Comparing Keeping Wisdom Teeth to Getting Them Removed

Comparing Keeping Wisdom Teeth to Getting Them Removed

Third molars, often called wisdom teeth, usually come in during late adolescence or early adulthood. This is the last stage of dental development. For decade...

Uneeb Khan
Uneeb Khan
5 min read

Third molars, often called wisdom teeth, usually come in during late adolescence or early adulthood. This is the last stage of dental development. For decades, it was common for dentists to remove these molars as a precautionary measure, even if the teeth weren't causing any problems at the time. Modern oral surgery and evidence-based dentistry, on the other hand, have moved toward a more personalized, nuanced approach. The clinical discourse regarding the retention of wisdom teeth extraction has become increasingly personalized. A thorough clinical and radiographic evaluation is necessary to ascertain whether these late-erupting teeth constitute a significant risk to a patient's long-term oral health or if they can be securely retained within the dental arch.

The Pathology That Leads to Surgical Extraction

Impacted wisdom teeth are those that don't fully erupt through the gingival tissue because there isn't enough space. Impaction often causes a number of localized problems that require surgery to fix. Partially erupted third molars create a soft tissue flap called an operculum that easily traps food particles and harmful bacteria. This setting is very good for treating pericoronitis, a painful and potentially serious localized infection. If not treated, this infection can spread to nearby fascial spaces.

Also, wisdom teeth that are angled mesially and tilted forward toward the front of the mouth put constant pressure on the second molars next to them. Because of this strange position, it's almost impossible to keep your mouth clean because regular brushing and flossing can't get to the tight spaces between your teeth. This greatly raises the chance that dental caries (cavities) and advanced periodontal disease will go undetected in the nearby teeth that are otherwise healthy. In more serious cases, the presence of disease in the dental follicle, like cysts or benign tumors, makes it medically necessary to surgically remove the tooth to keep the jawbone and nearby structures from getting worse.

The Clinical Case for Keeping Third Molars

On the other hand, having third molars does not always mean that oral surgery is necessary.
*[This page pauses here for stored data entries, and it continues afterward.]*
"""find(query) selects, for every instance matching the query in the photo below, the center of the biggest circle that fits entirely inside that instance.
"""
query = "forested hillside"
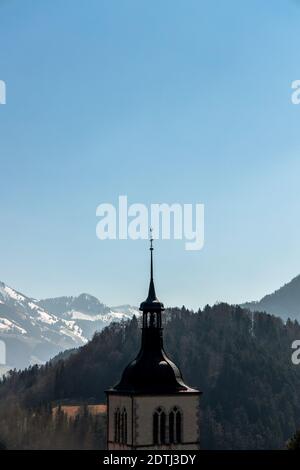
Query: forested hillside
(241, 361)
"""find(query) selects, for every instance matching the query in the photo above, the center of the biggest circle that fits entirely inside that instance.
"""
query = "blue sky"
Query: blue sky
(162, 101)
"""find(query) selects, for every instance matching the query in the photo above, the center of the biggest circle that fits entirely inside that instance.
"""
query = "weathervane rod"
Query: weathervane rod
(151, 251)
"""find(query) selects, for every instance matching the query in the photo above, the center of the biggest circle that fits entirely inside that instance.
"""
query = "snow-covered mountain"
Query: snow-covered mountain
(32, 331)
(87, 312)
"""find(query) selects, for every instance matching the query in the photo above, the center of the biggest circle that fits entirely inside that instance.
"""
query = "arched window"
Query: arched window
(120, 426)
(124, 427)
(175, 426)
(117, 419)
(159, 427)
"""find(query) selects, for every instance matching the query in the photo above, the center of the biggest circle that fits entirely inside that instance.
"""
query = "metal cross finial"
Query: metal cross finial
(151, 238)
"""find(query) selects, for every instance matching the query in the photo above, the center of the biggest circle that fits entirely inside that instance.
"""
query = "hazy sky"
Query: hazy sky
(164, 101)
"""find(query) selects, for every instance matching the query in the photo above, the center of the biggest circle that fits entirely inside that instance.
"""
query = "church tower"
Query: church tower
(151, 407)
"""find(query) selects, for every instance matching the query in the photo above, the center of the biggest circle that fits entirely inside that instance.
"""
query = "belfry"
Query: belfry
(151, 407)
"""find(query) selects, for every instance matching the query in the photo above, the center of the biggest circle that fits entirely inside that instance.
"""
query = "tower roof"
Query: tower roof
(152, 372)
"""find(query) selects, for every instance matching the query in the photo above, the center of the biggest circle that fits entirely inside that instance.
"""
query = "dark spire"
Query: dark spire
(152, 372)
(151, 303)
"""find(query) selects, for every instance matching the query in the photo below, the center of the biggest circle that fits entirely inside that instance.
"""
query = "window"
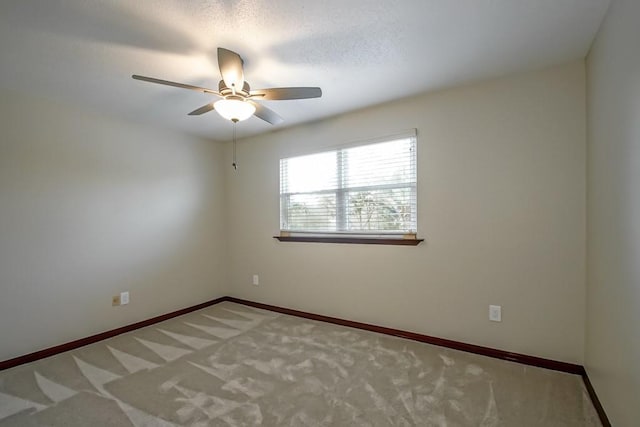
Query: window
(364, 191)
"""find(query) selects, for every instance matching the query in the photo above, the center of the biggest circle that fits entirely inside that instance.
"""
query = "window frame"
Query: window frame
(394, 237)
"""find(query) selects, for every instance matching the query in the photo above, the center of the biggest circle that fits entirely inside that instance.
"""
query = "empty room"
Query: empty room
(319, 213)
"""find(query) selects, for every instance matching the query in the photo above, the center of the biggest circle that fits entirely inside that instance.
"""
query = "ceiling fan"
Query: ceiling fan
(238, 100)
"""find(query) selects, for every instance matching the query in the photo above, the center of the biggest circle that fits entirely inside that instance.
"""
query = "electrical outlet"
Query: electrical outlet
(495, 313)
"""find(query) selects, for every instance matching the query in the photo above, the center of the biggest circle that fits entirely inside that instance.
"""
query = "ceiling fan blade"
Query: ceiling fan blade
(202, 110)
(174, 84)
(281, 93)
(266, 114)
(231, 68)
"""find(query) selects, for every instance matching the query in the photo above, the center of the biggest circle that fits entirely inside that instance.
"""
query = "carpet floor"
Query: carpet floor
(233, 365)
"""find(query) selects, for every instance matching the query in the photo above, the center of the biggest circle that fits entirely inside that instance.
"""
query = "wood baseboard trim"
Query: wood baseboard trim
(52, 351)
(596, 402)
(456, 345)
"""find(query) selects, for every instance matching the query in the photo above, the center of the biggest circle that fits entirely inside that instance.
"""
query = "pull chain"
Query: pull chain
(235, 164)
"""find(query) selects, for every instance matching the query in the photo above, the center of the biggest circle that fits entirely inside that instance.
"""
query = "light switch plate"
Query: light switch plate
(495, 313)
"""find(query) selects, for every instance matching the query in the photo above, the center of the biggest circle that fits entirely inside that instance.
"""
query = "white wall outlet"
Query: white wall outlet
(495, 313)
(124, 298)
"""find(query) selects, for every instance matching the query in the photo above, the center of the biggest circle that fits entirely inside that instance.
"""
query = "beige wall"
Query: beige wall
(501, 196)
(90, 207)
(613, 291)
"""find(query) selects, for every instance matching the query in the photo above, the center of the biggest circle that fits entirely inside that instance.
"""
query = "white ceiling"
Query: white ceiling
(360, 52)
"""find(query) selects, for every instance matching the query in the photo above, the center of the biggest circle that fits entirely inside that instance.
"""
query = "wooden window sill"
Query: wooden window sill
(352, 240)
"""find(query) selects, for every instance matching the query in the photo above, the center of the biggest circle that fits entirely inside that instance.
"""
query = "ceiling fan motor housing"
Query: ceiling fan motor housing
(225, 91)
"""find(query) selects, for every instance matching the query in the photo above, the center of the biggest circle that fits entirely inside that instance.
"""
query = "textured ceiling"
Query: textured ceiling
(360, 52)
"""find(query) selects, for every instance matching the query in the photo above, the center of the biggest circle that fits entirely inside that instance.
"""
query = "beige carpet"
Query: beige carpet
(232, 365)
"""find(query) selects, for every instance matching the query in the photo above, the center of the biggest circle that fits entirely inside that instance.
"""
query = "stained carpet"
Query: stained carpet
(232, 365)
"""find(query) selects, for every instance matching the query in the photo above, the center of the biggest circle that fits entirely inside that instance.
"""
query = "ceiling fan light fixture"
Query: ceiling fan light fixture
(234, 109)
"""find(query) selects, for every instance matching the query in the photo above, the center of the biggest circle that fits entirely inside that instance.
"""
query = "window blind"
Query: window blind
(363, 189)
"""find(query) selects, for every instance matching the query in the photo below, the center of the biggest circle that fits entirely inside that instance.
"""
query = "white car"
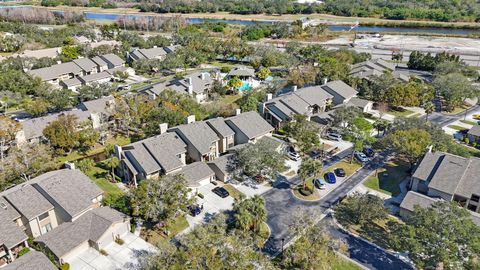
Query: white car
(293, 156)
(334, 136)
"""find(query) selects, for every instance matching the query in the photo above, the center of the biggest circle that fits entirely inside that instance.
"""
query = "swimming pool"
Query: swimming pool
(245, 87)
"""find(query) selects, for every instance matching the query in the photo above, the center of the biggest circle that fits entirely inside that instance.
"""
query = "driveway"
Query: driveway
(212, 204)
(119, 256)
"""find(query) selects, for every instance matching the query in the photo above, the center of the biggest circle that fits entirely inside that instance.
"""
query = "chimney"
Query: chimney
(163, 127)
(70, 165)
(190, 86)
(190, 119)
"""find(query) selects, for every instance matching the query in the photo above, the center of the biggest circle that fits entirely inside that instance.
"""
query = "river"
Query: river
(337, 28)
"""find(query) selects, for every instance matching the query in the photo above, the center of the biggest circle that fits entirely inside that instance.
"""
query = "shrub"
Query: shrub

If a person's jaw has enough arch length and width to fit the teeth that are coming in, they can come in fully and line up perfectly with the teeth on the other side, just like first and second molars. Wisdom teeth that are fully erupted, functional, and asymptomatic, and that are easy to reach for daily hygiene, do not need to be removed.

Keeping healthy third molars helps keep the bone density in the back of the maxilla and mandible. Also, avoiding unnecessary surgery gets rid of the risks that come with invasive oral surgery. These risks include bleeding after surgery, localized osteitis (also known as dry socket), and possible paresthesia (nerve damage that may be temporary or permanent) of the inferior alveolar nerve or the lingual nerve. When the risks of surgery are greater than the possible benefits, retention and active monitoring are the best ways to go.

Diagnostic Imaging and Accurate Risk Evaluation

Advanced diagnostic imaging is the most important tool for figuring out where third molars will go in the future. Standard bitewing X-rays won't cut it in this instance.

Maxillofacial surgeons use panoramic radiographs (OPGs) and Cone Beam Computed Tomography (CBCT) to accurately determine the position of tooth roots in relation to important anatomical structures. Advanced imaging techniques are crucial for measuring the distance between the roots of molars and the mandibular canal.

This information is then used to assess the potential for neurological problems during tooth extraction surgery.

Before deciding on any treatment for wisdom teeth, a thorough evaluation by a qualified dental professional is essential. This assessment should be based on the best available evidence.

Close observation during those twice-a-year dental checkups is key to keeping tabs on how these teeth are coming in and where they're sitting. Top dental schools, including Dentprime, focus on treatment plans that put the patient first and take a conservative approach.

They leverage advanced digital diagnostics to determine the safest and most effective approach for each individual case.

The main goal is always to keep the patient's teeth healthy and strong, whether the clinical recommendation is to remove them as a preventive measure to avoid future orthodontic relapse and decay or to carefully watch perfectly healthy teeth that don't hurt. Taking care of third molars ahead of time with strict professional supervision is the best way to keep your mouth healthy and greatly reduces the chances of having painful dental emergencies in the future.